Search code examples
javaperformancebigdecimalfactorial

BigDecimal toPlainString takes very long to generate String


I made a program in Java to calculate extreme factorials like that of 1 milion. What it does essentially is to start a loop from 1 to n and every iteration, multiply a BigDecimal with the value of the counter variable in the loop. Once the loop is done, it invokes BigDecimal#toPlainString() which returns the number produced as a String. The invokation of this method however takes very very long to execute. For example, in the code bellow:

public static void main(String[] args) {
        BigDecimal number = new BigDecimal(1);
        long startTime = System.currentTimeMillis();
        for (int i = 1; i < 500000; i++) {
            number = number.multiply(new BigDecimal(i));
        }
        System.out.println("Generating took: " + (System.currentTimeMillis() - startTime) + "ms. Creating String.");
        startTime = System.currentTimeMillis();
        String result = number.toPlainString();
        System.out.println("String generation took: " + (System.currentTimeMillis() - startTime) + "ms");
        FileUtils.writeStringToFile(new File("Path/To/File"), result);
    }

the output to console was:

Generating took: 181324ms. Creating String.
String generation took: 710498ms

which demonstrates how long the method toPlainString() took.

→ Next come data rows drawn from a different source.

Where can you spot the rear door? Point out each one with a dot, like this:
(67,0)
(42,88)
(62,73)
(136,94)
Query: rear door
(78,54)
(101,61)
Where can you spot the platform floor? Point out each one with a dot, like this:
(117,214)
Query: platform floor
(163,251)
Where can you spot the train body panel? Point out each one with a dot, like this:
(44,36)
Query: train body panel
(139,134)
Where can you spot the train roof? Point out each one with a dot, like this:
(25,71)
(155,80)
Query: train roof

I understand that we are dealing with huge numbers (arround a milion digits in the example above) but i wanted to know if there is any way to speed up this method and how should i go about doing that?

Thanks!

EDIT #1: The only reason why the milisecond time calculations where added in the post is to bring 'long' into prespective, and possibly demonstrate the behaviour of the code in case the problem is not reproducable by all readers. What i am trying to do is determine why it took so long in my case, and most importantly how to speed up the process of converting to String.


Solution

  • The reason why BigDecimal#PlainString takes very long to generate the string with Java 7 is: It was implemented very inefficiently in Java 7. Fortunately, it is much faster in Java 8.

    Here, it may be important to note that in this particular case, it is not really the string creation in BigDecimal, but that in BigInteger. The value that is computed in the given example is a large factorial, and thus, effectively an integral value. The internal scale field of the BigDecimal will be 0 then, and having a look at the toPlainString method shows that in this case, the string value of the internal intVal field will be returned:

    public String toPlainString() {
        if(scale==0) {
            if(intCompact!=INFLATED) {
                return Long.toString(intCompact);
            } else {
                return intVal.toString();
            }
        }
        ...
    }
    

    This intVal field is a BigInteger, and this is the actual culprit here.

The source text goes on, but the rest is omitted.